What's more, these stocks may soon start appearing in portfolios of actively managed value funds.
This is the unusual result of a regular revamping of widely followed indexes managed by FTSE Russell, coupled with the significant drop in share prices among a group of stocks that were once the darling of investors seeking out fast-growing companies.
While these index changes are a regular occurrence, Morningstar analyst Ryan Jackson says it’s rare for stocks to enter the index as an immediate top-five position.
“The stature of some of these newcomers makes it a unique rebalance,” he says. He points to a June 2020 rebalancing of the same large-company stock indexes that saw healthcare stocks were moved into the value category. But even then, the biggest weighting of the newcomers represented just 0.24% of the Russell 1000 Value Index.
Russell's style indexes use price/book ratio to determine what constitutes a value stock, and the fall in Meta's share price put it in value territory. (Technically, the stock went from pure growth to what Russell considers a "partial" value stock.)
The stock has plunged 50% this year. Netflix is down 68% and PayPal is off 58.8%. Those falls have also made them value stocks by Russell's methodology. Technology stocks will comprise roughly 9% of the index, according to Russell, up from 7.4% before the changes.
“But it’s important to remember that IWD is still a relatively low-turnover fund that won’t look dramatically different after this. Most of the newcomers are split between this fund and IWF, its growth counterpart. So, while IWD will feature a new batch of stocks that investors don’t tend to consider “value,” it should stay true to its performance patterns,” he says.
Five index funds directly track the Russell 1000 Value Index, and as a result, were directly affected by the change, including $6.6 billion Vanguard Russell 100 Value ETF VONV, and the $5.4 billion Fidelity Large Cap Value Index FLCOX.
Morningstar employs a different approach to determining where stocks land in the spectrum of growth, blend and value. Morningstar’s style score is based on a metrics such as growth rates for earnings, sales, book value, and cash flow. In addition, it factors in dividend yields and relative valuations such as the price/projected earnings ratio, price/book, price/sales and price/cash flow.
Growth stocks have higher readings on earnings and sales ratios, for example, and low dividend yields. Companies that end up at the lower end of the spectrum on these metrics land in the value category, and in the middle, core.
This shift could spill over to actively managed funds as well, as managers benchmark their portfolios against the Russell indexes and make changes to align with those indexes. Both the Russell 1000 Growth and Russell 1000 Value are benchmarks for many funds offered by major fund companies, including Vanguard, T. Rowe Price, and Fidelity Investments.

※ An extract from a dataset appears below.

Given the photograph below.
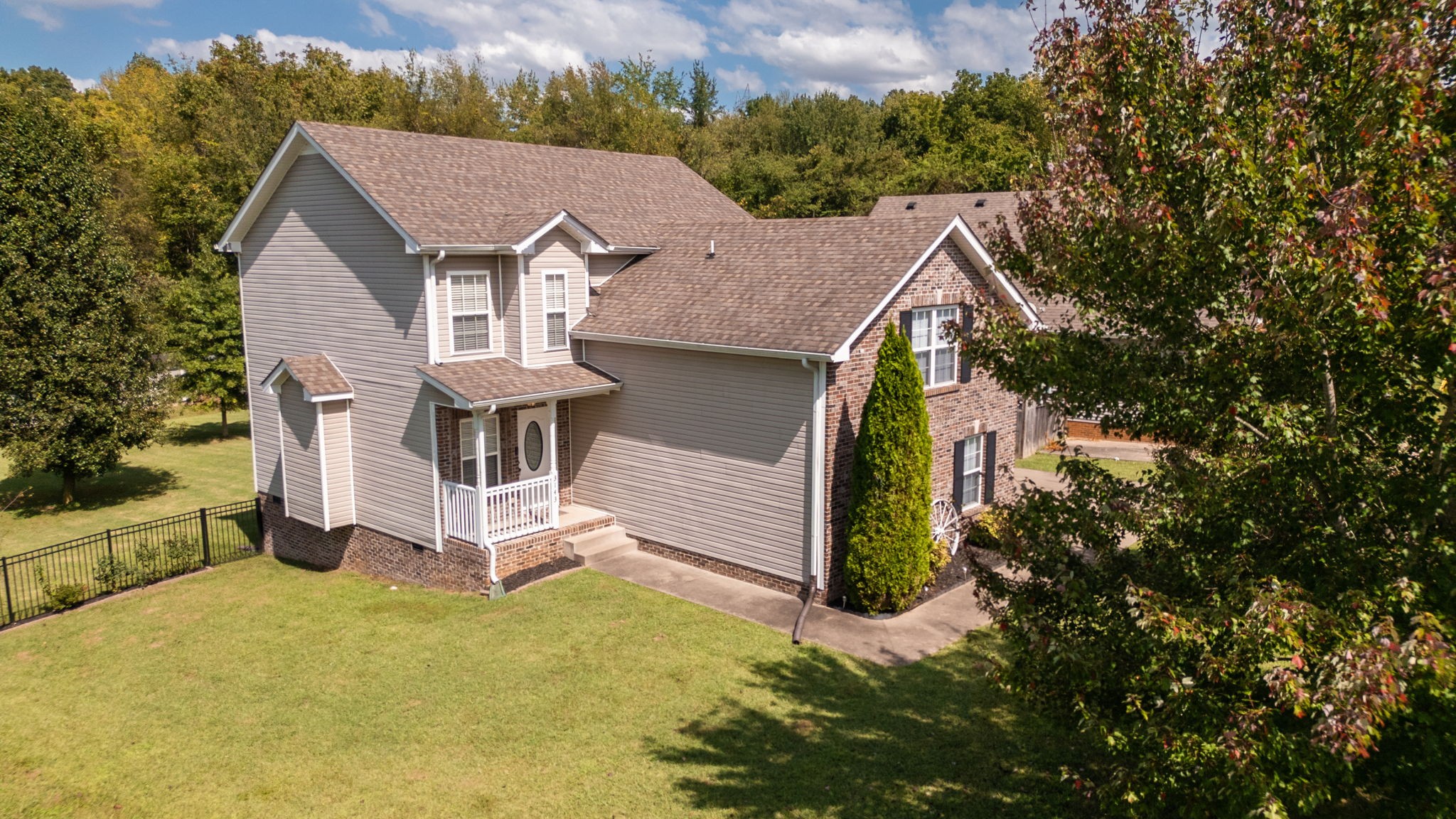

Russel Kinnel, director of mutual fund research at Morningstar, says it appears more value funds have already been buying shares of Meta recently. "I think that's more about the company getting cheap, rather than moving to the value index," he says. "I think some funds will add it because it's now in their benchmark, especially those who have wanted more social-media exposure but needed to be true to a value benchmark."
Up until recently, few value funds own big stakes in Meta. Only eight large value funds hold more than 3% of their portfolios in the company, according to Morningstar Direct.